2. Mr. Vijay Kedia’s stake in FY 13, FY 14 and FY 15 was 18.86%,16.3%, 1.16% respectively.
3. Multiple bulk deals in 2013 and 2014 – Mr. Kedia sold shares worth around Rs. 18.5 crores to HDFC MF at Rs. 615 and a lot more shares in the Rs. 360-Rs. 430 range to institutional players like Birla MF, Birla Sun Life MF, Goldman Sachs India Fund. He also sold 1.75 lakh shares at Rs. 260 to Mr. Ramdeo Agrawal and Osag Enterprises (owned by Mr. Ramdeo Agrawal and Mr. Motilal Oswal).
4. In FY 12, promoter holding increased by 1.5% (there was a rights issue at Rs. 30). In FY 13, FY 14 and FY 15, promoter holding reduced by 4.2%, 1.55% and 2.39%. Promoters sold shares worth around Rs. 21.7 crores through bulk deal, most of which at Rs. 610 to institutional players – Goldman Sachs India, Goldman Sachs Asset Mgmt. and India Investment Partners.
5. Noticeable change in annual report from FY 10 to FY 13: More attractive to look at – colourful, better design and font, more pictures, more details about the company and bullish commentary by management.
6. Many interviews by Mr. Kedia (in the capacity of Director of Atul Auto) on the company and bullish outlook.

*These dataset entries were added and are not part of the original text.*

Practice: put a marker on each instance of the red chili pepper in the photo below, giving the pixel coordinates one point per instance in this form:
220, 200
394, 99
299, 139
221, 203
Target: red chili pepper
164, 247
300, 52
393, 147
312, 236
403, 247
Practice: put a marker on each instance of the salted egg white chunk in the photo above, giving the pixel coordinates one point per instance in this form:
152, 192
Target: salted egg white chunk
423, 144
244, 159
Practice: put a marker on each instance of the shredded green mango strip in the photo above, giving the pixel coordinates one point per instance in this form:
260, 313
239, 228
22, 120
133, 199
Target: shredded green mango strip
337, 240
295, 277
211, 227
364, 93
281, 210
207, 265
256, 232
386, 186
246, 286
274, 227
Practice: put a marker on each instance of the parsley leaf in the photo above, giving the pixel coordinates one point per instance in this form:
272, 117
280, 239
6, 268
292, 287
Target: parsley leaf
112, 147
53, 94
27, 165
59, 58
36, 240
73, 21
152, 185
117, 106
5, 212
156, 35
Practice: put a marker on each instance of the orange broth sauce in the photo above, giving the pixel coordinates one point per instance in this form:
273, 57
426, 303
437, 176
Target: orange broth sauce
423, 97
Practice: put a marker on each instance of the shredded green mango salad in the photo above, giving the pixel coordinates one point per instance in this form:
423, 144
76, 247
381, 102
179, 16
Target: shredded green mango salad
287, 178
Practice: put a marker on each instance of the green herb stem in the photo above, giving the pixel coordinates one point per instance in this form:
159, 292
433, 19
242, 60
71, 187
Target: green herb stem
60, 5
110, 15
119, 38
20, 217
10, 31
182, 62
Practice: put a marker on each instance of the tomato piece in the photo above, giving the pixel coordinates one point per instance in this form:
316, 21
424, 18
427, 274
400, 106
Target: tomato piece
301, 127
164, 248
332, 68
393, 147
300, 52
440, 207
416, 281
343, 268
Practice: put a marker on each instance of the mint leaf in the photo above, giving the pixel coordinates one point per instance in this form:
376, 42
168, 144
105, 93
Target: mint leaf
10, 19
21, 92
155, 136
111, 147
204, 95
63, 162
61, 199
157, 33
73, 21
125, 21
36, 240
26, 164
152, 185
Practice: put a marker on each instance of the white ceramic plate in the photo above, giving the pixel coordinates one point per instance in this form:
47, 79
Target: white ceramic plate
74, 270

7. Gave this interview in the capacity of an investor during the time he was selling Atul Auto shares: Management of a company my first priority before making investment: Vijay Kedia, Kedia Securities – The Economic Times
I found this old comment by @ashwinidamani in this VP thread instructive:
“A. How many people know Ramdeo Agarwal vs. Vijay Kedia (purely meaning who commands more glamour following and publicity)
B. By transferring 5% of his shares he has suddenly attracted more visibility/publicity for the stock
C. By transferring 5% of his shares he has attracted more value for every balance share which he holds.
Net Net he has created more value by transferring merely 5% of his holding. Isn’t it a win-win deal for him.
You need to unlock value someway–he is doing it the smart way.”
Based on the above, could these be some possibilities behind Mr. Kedia looking to increase his stake to almost 20%?
1. Something similar to the 2012-2015 cycle repeats as he converts warrants in the coming months? This article from Business Standard mentions: “One possibility could be contract manufacturing for an upcoming electric 3-W player domestically.” Is he timing it right to ride the coming tailwinds for Atul Auto?
2. Sell out to a strategic investor and get a great exit or something along these lines?